Interfax-Ukraine
13:35 02.09.2025

Ukraine's National Bank expects seasonal growth in FX demand, but below last year's levels – First Deputy Governor

2 min read
Ukraine's National Bank expects seasonal growth in FX demand, but below last year's levels – First Deputy Governor

An increase in net household demand for foreign currency to $270–280 million in June–July, up from $250 million in May, falls within the margin of statistical error and confirms the effectiveness of the policy of the National Bank of Ukraine (NBU) aimed at maintaining the appeal of hryvnia assets and relative stability in the currency market. This is in contrast to last year or early this year, when net demand reached as high as $1 billion per month, First Deputy Governor of the NBU Serhiy Nikolaychuk told Interfax-Ukraine.

"We remain relatively conservative in our forecasts. We expect demand for currency to grow, but not to last year's levels. In our view, last year's surge was largely delayed demand, stemming from the fact that households had been unable to freely buy currency in previous years due to restrictions," he said.

Nikolaychuk noted that last year's demand has likely been largely satisfied.

"In recent months, this saturation has coincided with the realization that investing in hryvnia instruments provides guaranteed returns, rather than risking losses by keeping dollars or euros under the mattress," he added.

According to the latest central bank data, net household demand for currency in August 2025 rose to around $356 million, compared with $777 million in August last year.

Nikolaychuk also said that the NBU remains focused on the issue of repatriating export revenues and continues to work with government agencies to ensure a comprehensive approach.

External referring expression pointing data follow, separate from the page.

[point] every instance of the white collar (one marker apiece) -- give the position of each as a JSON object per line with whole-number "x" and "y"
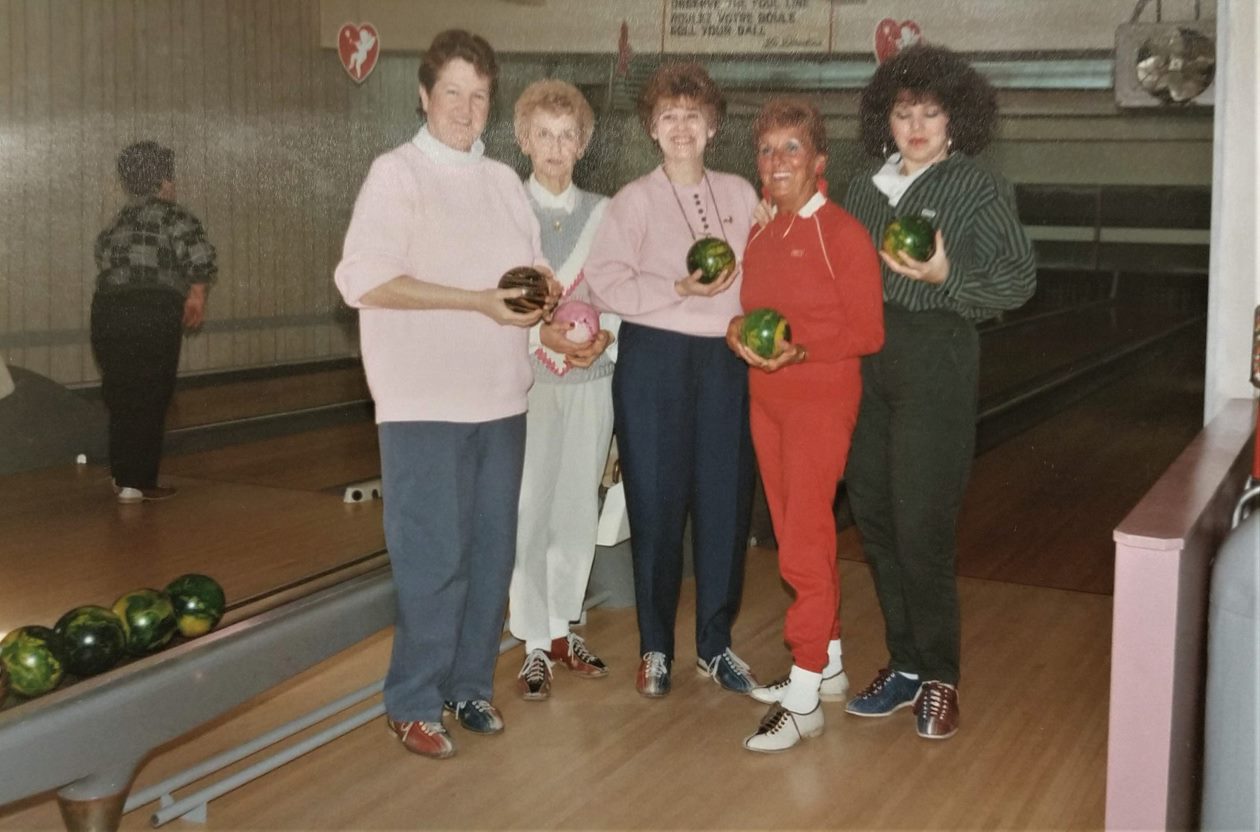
{"x": 812, "y": 206}
{"x": 445, "y": 154}
{"x": 566, "y": 201}
{"x": 891, "y": 182}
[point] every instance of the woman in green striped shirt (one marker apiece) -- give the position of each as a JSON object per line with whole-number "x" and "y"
{"x": 926, "y": 112}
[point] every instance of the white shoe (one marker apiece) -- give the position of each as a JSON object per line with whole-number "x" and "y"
{"x": 781, "y": 729}
{"x": 833, "y": 688}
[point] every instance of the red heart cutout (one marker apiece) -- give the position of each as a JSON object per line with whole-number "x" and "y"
{"x": 358, "y": 47}
{"x": 892, "y": 37}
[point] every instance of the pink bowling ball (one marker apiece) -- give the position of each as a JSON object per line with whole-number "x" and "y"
{"x": 584, "y": 317}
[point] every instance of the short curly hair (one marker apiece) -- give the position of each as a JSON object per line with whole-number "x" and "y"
{"x": 674, "y": 81}
{"x": 144, "y": 165}
{"x": 558, "y": 98}
{"x": 458, "y": 43}
{"x": 791, "y": 111}
{"x": 934, "y": 73}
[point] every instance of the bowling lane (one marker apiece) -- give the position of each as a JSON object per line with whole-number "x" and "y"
{"x": 67, "y": 542}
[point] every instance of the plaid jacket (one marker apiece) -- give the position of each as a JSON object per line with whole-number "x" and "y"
{"x": 154, "y": 243}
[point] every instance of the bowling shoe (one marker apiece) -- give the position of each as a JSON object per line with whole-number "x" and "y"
{"x": 728, "y": 671}
{"x": 476, "y": 715}
{"x": 127, "y": 494}
{"x": 427, "y": 739}
{"x": 572, "y": 652}
{"x": 833, "y": 688}
{"x": 781, "y": 729}
{"x": 653, "y": 678}
{"x": 936, "y": 711}
{"x": 533, "y": 682}
{"x": 888, "y": 692}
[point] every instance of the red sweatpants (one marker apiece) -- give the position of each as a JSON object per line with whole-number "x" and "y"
{"x": 801, "y": 446}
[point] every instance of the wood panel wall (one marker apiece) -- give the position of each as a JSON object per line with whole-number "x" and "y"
{"x": 270, "y": 149}
{"x": 272, "y": 140}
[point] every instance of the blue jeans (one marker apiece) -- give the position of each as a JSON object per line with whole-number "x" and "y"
{"x": 450, "y": 516}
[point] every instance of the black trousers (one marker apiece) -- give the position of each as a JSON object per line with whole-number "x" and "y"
{"x": 681, "y": 405}
{"x": 136, "y": 337}
{"x": 906, "y": 475}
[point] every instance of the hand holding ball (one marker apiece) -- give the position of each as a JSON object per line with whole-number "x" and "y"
{"x": 711, "y": 256}
{"x": 765, "y": 332}
{"x": 534, "y": 285}
{"x": 911, "y": 235}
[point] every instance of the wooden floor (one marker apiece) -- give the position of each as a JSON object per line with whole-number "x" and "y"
{"x": 600, "y": 756}
{"x": 1036, "y": 564}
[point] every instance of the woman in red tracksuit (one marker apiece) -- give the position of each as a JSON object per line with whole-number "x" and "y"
{"x": 815, "y": 265}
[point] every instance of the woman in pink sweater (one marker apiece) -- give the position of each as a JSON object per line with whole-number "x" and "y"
{"x": 679, "y": 396}
{"x": 446, "y": 363}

"The results are quite strong. In 2024, export revenues repatriated to Ukraine exceeded 2023 levels by $7.9 billion, or 19.5%. For the first half of 2025, figures are roughly in line with the same period in 2024," he said.

The deputy governor also recalled that when the NBU transitioned to a managed exchange rate flexibility regime in fall 2023, it made clear that exchange rate policy was part of the broader monetary toolkit, aimed at meeting its mandate of reducing inflation to the 5% target to ensure price stability.

"Our results show that we are delivering on what we declared," he said.